Der Umgang mit Vielfalt in der Berufsausbildung bei Ford ist aus der Diversity-Unternehmensstrategie der Ford Motor Company abgeleitet und fokussiert die Förderung der sozialen und persönlichen Kompetenzen der Auszubildenden. "Vielfalt als Lösung - nicht als Problem" lautet die Kurzfassung dieses Ansatzes. Das pädagogische Konzept der Ford-Berufsausbildung ist Gegenstand dieses Beitrags. Dargestellt werden Ansätze und Maßnahmen, die das Miteinander fördern und gleichzeitig individuelle Defizite der Auszubildenden kompensieren. Befragungen der Auszubildenden und Forschungsergebnisse belegen den Erfolg des Konzepts.
Die Einrichtung von Ausbildungsplätzen in neuen und neu gegründeten Ausbildungsberufen stellt hohe Anforderungen an die Unternehmen. Gerade hochspezialisierte Betriebe, die ihre Fachkräfte selbst ausbilden wollen, können meist nicht alle Bestandteile einer Ausbildungsordnung selbst vermitteln oder nur unter sehr hohem Aufwand. So sind die in den letzten Jahren im Bereich der neuen Technologien entstandenen Ausbildungspartnerschaften und branchenspezifischen Ausbildungsnetzwerke als eine zukunftsweisende Antwort auf diese Herausforderung zu verstehen.
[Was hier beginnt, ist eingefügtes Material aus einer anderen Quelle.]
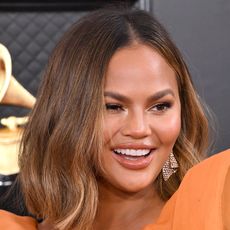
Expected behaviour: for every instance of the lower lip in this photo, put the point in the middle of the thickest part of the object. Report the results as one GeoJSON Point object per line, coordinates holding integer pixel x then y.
{"type": "Point", "coordinates": [136, 163]}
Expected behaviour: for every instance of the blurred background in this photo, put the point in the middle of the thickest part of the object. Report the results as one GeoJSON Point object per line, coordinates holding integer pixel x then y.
{"type": "Point", "coordinates": [201, 29]}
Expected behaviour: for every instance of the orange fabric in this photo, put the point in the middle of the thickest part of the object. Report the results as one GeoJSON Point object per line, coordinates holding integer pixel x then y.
{"type": "Point", "coordinates": [202, 201]}
{"type": "Point", "coordinates": [10, 221]}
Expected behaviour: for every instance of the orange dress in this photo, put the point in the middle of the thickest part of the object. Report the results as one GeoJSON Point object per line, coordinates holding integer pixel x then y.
{"type": "Point", "coordinates": [202, 201]}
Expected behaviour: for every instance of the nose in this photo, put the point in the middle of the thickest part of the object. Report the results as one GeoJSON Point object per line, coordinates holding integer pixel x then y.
{"type": "Point", "coordinates": [136, 125]}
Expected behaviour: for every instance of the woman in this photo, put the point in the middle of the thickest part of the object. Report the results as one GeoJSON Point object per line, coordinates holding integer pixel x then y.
{"type": "Point", "coordinates": [116, 126]}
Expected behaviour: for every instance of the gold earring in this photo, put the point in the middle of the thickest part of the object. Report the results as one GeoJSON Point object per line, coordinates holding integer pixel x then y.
{"type": "Point", "coordinates": [169, 167]}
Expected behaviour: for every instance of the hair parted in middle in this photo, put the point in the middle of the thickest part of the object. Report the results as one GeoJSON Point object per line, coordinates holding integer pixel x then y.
{"type": "Point", "coordinates": [60, 154]}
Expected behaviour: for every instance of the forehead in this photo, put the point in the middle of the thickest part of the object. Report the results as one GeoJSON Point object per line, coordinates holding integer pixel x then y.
{"type": "Point", "coordinates": [139, 66]}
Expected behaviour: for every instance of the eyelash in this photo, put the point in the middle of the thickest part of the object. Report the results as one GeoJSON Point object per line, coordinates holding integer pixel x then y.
{"type": "Point", "coordinates": [160, 107]}
{"type": "Point", "coordinates": [113, 107]}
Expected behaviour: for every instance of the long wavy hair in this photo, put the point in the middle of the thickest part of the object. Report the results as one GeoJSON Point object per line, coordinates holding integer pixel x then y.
{"type": "Point", "coordinates": [60, 154]}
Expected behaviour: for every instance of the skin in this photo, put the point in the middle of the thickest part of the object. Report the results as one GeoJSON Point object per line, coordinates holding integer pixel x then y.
{"type": "Point", "coordinates": [142, 109]}
{"type": "Point", "coordinates": [146, 112]}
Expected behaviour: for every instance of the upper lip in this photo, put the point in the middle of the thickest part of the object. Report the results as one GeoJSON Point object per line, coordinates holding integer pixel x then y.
{"type": "Point", "coordinates": [133, 146]}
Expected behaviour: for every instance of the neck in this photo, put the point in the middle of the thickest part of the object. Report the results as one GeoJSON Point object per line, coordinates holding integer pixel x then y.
{"type": "Point", "coordinates": [123, 210]}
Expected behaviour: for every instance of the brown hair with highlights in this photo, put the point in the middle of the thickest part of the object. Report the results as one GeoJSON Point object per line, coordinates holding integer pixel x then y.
{"type": "Point", "coordinates": [60, 153]}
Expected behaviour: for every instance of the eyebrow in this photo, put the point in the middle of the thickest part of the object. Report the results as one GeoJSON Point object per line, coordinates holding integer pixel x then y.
{"type": "Point", "coordinates": [153, 97]}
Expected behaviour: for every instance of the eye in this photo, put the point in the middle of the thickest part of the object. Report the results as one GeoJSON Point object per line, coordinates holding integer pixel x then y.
{"type": "Point", "coordinates": [113, 107]}
{"type": "Point", "coordinates": [161, 107]}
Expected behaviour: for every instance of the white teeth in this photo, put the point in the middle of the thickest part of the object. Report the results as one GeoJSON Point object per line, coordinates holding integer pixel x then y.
{"type": "Point", "coordinates": [133, 152]}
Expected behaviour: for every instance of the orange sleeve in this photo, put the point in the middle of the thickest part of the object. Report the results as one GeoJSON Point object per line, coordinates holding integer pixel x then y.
{"type": "Point", "coordinates": [202, 200]}
{"type": "Point", "coordinates": [10, 221]}
{"type": "Point", "coordinates": [226, 202]}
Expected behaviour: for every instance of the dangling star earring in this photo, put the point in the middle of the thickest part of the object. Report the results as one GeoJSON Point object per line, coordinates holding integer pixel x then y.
{"type": "Point", "coordinates": [169, 167]}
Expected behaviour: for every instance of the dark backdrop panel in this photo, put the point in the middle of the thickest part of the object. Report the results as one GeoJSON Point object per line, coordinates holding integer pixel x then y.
{"type": "Point", "coordinates": [30, 38]}
{"type": "Point", "coordinates": [201, 29]}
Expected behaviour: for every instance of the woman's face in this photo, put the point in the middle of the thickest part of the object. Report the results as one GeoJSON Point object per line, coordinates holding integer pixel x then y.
{"type": "Point", "coordinates": [142, 118]}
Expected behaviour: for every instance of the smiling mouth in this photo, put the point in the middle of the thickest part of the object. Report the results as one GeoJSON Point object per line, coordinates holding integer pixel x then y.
{"type": "Point", "coordinates": [134, 159]}
{"type": "Point", "coordinates": [133, 153]}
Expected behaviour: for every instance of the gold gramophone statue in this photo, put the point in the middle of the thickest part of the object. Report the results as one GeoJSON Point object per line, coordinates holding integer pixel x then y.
{"type": "Point", "coordinates": [11, 92]}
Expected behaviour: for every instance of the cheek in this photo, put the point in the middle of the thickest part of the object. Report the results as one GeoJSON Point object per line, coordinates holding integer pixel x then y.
{"type": "Point", "coordinates": [168, 129]}
{"type": "Point", "coordinates": [111, 126]}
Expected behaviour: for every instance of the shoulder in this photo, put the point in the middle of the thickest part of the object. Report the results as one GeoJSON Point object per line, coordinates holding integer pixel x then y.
{"type": "Point", "coordinates": [199, 202]}
{"type": "Point", "coordinates": [202, 201]}
{"type": "Point", "coordinates": [10, 221]}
Die drei vorgestellten Praxisbeispiele zeigen, welches Potenzial das Instrument Ausbildungspartnerschaft zur Einführung neuer Ausbildungsberufe bereithält." Bei den Praxisbeispielen handelt es sich um die "Ausbildungskooperative Mechatroniker Bremen", das Dortmunder Ausbildungskonsortium Biologielaboranten und den Ausbildungsverbund Mikrotechnologie Berlin.
Seit der Rückbesinnung auf den Arbeitsplatz als Lernort muss sich die Berufsbildung unmittelbar mit dem dynamischen Wandel der Organisation von Arbeit und technischen Innovationen auseinander setzen. Sie wird dabei mit vielen neuen Herausforderungen konfrontiert. Eine davon bezieht sich auf die Entgrenzung inner- und zwischenbetrieblicher Arbeits- und Produktionsprozesse und deren Verknüpfung in übergreifenden Arbeits- und Wissensnetzwerken. Für berufliches Lernen sind dabei auch erfahrungsgeleitetes Lernen und Arbeiten und die damit zusammenhängenden verborgenen Seiten beruflichen Handelns von entscheidendem Interesse. Am Beispiel eines Modellversuchs zum Lernen und Arbeiten in Betriebsgrenzen überschreitenden Strukturen und Prozessen (Abnehmer-Zulieferer-Ketten im Fahrzeugbau) werden die gewonnenen Erfahrungen vorgestellt.